As an undergraduate student working with Kimberly Bostwick at the Cornell University Museum of Vertebrates, I’m fascinated by how sage-grouse produce these non-vocal sounds. Marc Dantzker, an ornithologist at the Cornell Lab of Ornithology, introduced me to this exciting species. He was working out how the two pops of the display are produced, but he was also uncertain how the swish sounds were made. So he gave me high-speed video recordings of grouse performing their display and asked me to figure out how they made the swish. Having such an open-ended question made my research both fun and challenging.
A Greater Sage-Grouse inflates his air sacs. The wing rubs against the stiff feathers of the sacs to produce a swish.
In slowing down and studying the videos, I learned that the Greater Sage-Grouse rubs his wings over the stiffened feathers of his inflated air sacs to produce the swishing sounds. But the sounds change frequency as they are produced. How is this change created? Kim and I predicted that either the properties of the feathers on the air sacs vary across the sacs, or the grouse varies the speed at which he moves his wings over the sacs during the display.
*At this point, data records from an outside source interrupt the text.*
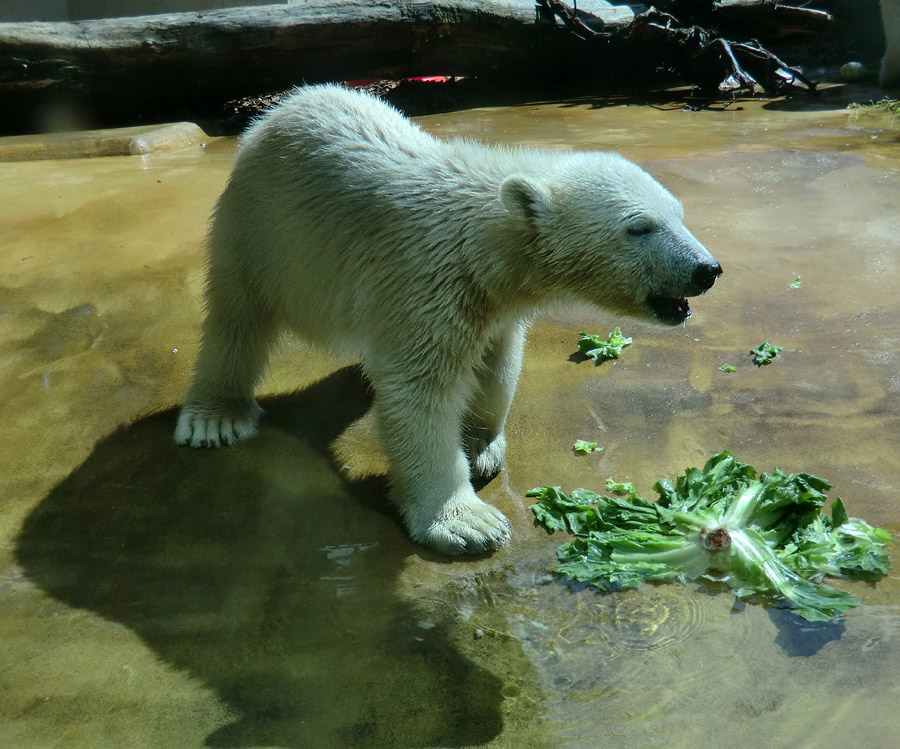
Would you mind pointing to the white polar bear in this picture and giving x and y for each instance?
(349, 225)
(890, 63)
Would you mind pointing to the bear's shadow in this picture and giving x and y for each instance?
(267, 574)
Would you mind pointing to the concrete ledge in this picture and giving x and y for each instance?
(127, 141)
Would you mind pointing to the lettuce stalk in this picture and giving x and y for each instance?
(761, 534)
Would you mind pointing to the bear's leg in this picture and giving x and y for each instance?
(419, 423)
(485, 440)
(219, 407)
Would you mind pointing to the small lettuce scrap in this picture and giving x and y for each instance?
(584, 447)
(761, 534)
(594, 347)
(765, 353)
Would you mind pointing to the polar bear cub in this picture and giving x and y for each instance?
(347, 224)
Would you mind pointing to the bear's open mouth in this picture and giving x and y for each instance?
(668, 309)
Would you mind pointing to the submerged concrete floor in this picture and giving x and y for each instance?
(265, 595)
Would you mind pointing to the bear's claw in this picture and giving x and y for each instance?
(469, 529)
(199, 427)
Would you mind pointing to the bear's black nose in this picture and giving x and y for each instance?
(705, 275)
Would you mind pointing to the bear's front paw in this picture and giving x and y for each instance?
(467, 526)
(208, 427)
(486, 459)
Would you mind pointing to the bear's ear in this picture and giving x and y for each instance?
(525, 198)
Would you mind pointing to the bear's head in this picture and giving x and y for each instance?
(603, 230)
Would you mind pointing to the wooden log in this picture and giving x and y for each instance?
(194, 61)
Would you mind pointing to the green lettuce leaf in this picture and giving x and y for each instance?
(761, 534)
(601, 350)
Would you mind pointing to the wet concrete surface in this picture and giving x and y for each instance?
(265, 595)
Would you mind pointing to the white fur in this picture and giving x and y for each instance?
(349, 225)
(890, 63)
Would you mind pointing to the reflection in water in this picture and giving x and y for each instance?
(266, 595)
(266, 575)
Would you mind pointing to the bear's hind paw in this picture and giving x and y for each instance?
(470, 528)
(201, 427)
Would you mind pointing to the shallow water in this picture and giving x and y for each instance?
(265, 595)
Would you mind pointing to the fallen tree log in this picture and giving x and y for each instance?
(198, 60)
(123, 70)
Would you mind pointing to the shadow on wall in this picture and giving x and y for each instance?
(264, 573)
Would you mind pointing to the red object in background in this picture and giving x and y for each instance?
(369, 81)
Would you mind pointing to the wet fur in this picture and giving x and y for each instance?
(347, 224)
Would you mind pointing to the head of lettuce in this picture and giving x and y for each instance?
(761, 534)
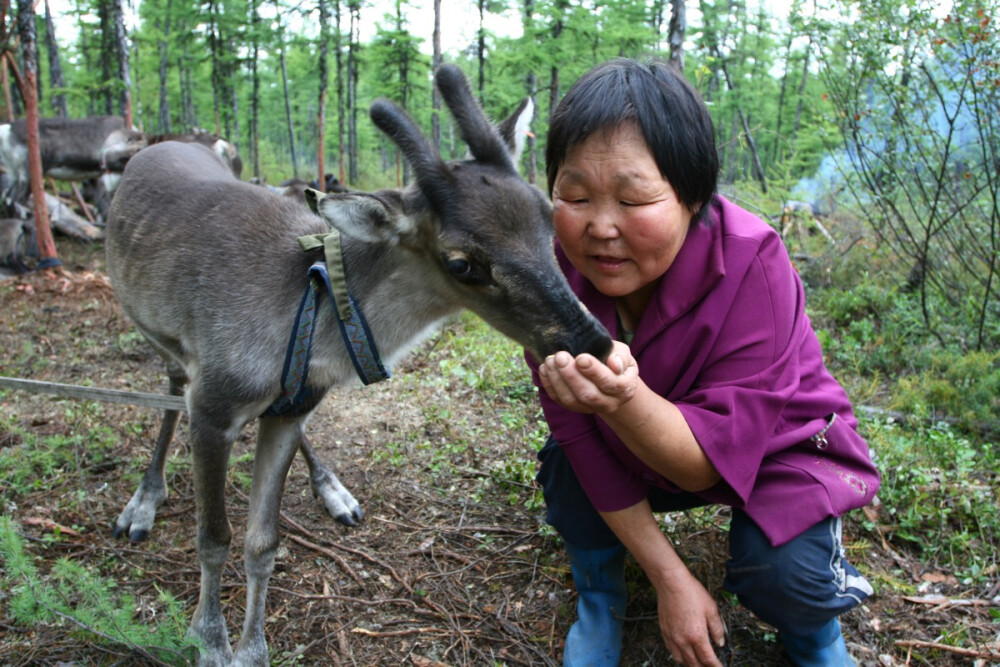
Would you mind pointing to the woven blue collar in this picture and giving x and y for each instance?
(329, 277)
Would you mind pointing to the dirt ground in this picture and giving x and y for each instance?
(445, 570)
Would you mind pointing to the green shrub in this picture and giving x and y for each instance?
(963, 387)
(939, 495)
(89, 605)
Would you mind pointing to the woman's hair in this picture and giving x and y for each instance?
(668, 111)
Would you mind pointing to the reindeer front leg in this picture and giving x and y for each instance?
(276, 444)
(210, 447)
(136, 520)
(339, 502)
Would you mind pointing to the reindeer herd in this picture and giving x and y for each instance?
(259, 305)
(91, 152)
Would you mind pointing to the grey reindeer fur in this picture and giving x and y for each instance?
(209, 270)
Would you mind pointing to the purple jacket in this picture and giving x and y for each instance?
(727, 340)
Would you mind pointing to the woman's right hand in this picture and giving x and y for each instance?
(689, 620)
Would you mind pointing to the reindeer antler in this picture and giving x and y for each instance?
(483, 139)
(399, 127)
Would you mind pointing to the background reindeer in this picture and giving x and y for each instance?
(211, 272)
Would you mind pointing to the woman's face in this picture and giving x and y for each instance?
(618, 220)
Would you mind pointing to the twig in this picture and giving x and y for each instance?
(968, 652)
(329, 554)
(942, 601)
(399, 633)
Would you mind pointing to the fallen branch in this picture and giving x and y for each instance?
(967, 652)
(942, 601)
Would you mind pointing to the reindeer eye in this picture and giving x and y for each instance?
(460, 268)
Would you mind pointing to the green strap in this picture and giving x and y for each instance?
(330, 242)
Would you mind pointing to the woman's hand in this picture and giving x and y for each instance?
(584, 384)
(689, 620)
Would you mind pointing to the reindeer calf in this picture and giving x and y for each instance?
(211, 271)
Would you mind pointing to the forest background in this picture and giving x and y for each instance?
(867, 132)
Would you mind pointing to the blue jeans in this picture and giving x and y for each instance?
(797, 587)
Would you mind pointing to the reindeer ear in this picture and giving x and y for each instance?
(514, 131)
(370, 217)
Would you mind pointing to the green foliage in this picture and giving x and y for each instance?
(37, 461)
(74, 596)
(939, 490)
(914, 91)
(868, 329)
(964, 387)
(483, 359)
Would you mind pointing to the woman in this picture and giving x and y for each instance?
(715, 391)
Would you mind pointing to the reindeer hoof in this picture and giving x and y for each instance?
(351, 519)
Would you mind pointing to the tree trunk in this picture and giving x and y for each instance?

To understand this, think of the sound you make when rubbing your finger over a comb. If the comb has two kinds of teeth, the frequency will change as your finger rubs the two different types. You can also change the frequency by changing the speed as you run your finger along the comb.
We’re using three approaches to figure out how the bird changes the frequency of the swish. First, we’re studying recordings from the Macaulay Library to determine the frequencies of swishes. We’re also scrutinizing a Greater Sage-Grouse specimen, measuring the lengths and widths of the feathers on its air sacs to determine whether the feathers change across the sacs. Finally, we’re studying high-speed videos of birds performing the swish to figure out if the speed at which the wings move along the air sacs changes during the swish.
Preliminary results show that the Greater Sage-Grouse’s air sac feathers may vary in size, and also that the birds may also be changing their wing speed. This suggests that birds can evolve both anatomical and behavioral adaptations to produce nonvocal sounds.
Greater Sage-Grouse have inspired a great many people, including Native Americans, naturalists, behavioral ecologists, photographers, hunters, and me. I hope their declining population recovers for their own sake and so that this fascinating bird can provide us with intriguing puzzles long into the future.
Leeann Louis is a student in Biological Engineering at Cornell. In addition to this grouse project, she has studied the morphology and mechanics of sound production in manakins with Kim Bostwick.